The high-tech industry’s wars over intellectual property (IP) can be infuriatingly long and costly. They can also be richly rewarding. Just ask Rambus Inc. On Tuesday, June 11, 2013, the semiconductor IP provider announced an agreement with SK Hynix Inc. (formerly Hynix Semiconductor Inc.) that effectively ended a patent infringement legal tussle that began in 2000.
Under the terms of the agreement, Rambus gets a total of $240 million − payable over the next five years in tranches of $12 million per quarter, and SK Hynix gets the opportunity to put a nightmare behind it and the rights to use “Rambus memory-related patented innovations” in its products.
By now, only the lawyers and journalists like myself, who wrote about the first set of patent disputes filed by Rambus more than a decade ago, remember what the case was all about. In fact, the two companies have gone through some significant metamorphosis since the late 1990s when Rambus began trying to enforce its “rights” to be reimbursed for what company executives alleged were numerous violations of its patents.
SK Hynix went through frightening moments when it was given barely a snowball’s chance in hell of surviving. It did. But just for a quick trip down memory lane to see how the company struggled, read the following story written in 2001 by Arik Hesseldahl. (Hynix On Life Support). Hynix is today the No. 2 supplier of memory components in the semiconductor market and it is finally getting some respite from years of battling to stave off creditor demands and remain competitive with South Korean rival and No. 1 vendor Samsung Electronics Inc.
Hesseldahl wasn’t the only writer to state bluntly that Hynix faced a dire future. But, I digress. The company is still around and strong enough – after SK Telecom Co. agreed to inject about $3 billion for a 21 percent stake − to agree to pay Rambus millions for the patent violations.
Rambus itself has had changes at the top and the current CEO Ronald Black (pictured left) has been in the position for only about a year. It has also figured out that the IP licensing business can be lucrative, but only if it doesn’t involve a regular trip to the courthouse. So, what are the lessons from this IP war for the electronics industry? I see at least three:
- Resolve the Differences Quickly: Sure, Rambus is getting $240 million from SK Hynix but the money was hard won and whatever gains it made from going to court has been frittered away in the negative image the company developed in the industry. Rambus fought many other companies and ended up with too many pyrrhic victories and probably paid millions to lawyers on top of these. SK Hynix, too, couldn’t be said to have won a single battle in this war. It asserted the rights to be innocent until proven guilty, but the squabbling with Rambus was a huge distraction to the company.

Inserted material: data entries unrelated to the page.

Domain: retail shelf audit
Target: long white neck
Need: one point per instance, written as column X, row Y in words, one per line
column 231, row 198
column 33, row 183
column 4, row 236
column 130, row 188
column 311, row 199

This is not to say any enterprise should cave in to a dubious patent claim, but a call for the industry to find better ways of resolving issues like this.
- Litigations Result in Lost Opportunities and Distrust: Look no further for this reality check than the war raging between Apple Inc. and Samsung Electronics Inc. The two companies were partners with the Korean company supplying critical components to its North American consumer electronics rival. That partnership, which took years to build, has been severely ruptured by years of patent litigation that has led largely nowhere. Apple hasn’t collected a dime from a $1 billion jury award against its South Korean adversary while Samsung isn’t likely to benefit much from a recent ban on the import of certain iPhones into North America. A supplier-OEM relationship that was vital and beneficial to both companies has been dragged into the patent mud and isn’t likely to survive much longer.
- ARM’s Licensing Method Works: This is so obvious you wonder why many more companies don’t use the licensing arrangement ARM Holdings Plc has with many semiconductor vendors. Rambus was combative for two decades, and it doesn’t have much to show for butting heads with potential licensees of its intellectual properties. Plus, it won’t be the first company many in the electronics industry will turn to for IP if they had a choice. I can’t put this better than Rambus’ new CEO Black did a few weeks ago at the JPMorgan Global Technology conference. Here’s an excerpt from what Black said:
We wanted to move away from the assertion-based litigation [and] back to the company’s roots as a technology partner developing technology for the customers. The market is starting to see the improvements in relationships and just in the spirit of openness. It doesn’t mean that we won’t litigate, we have to sometimes. But I think our preference [is] to collaborate with customers because if you look at companies that do the technology licensing well, they get and deserve higher multiples where the customers have very sticky relationships.
Of course, not all business relationships lend themselves readily to the ARM licensing method, and the clash of egos plus the desire for a quick payoff could still lead many in the electronics industry quickly to court before they even consider settling their differences over a warm beer. The clear winners in the IP war currently raging throughout the industry aren’t really the actual corporate combatants; the winners are the lawyers on both sides of the divide.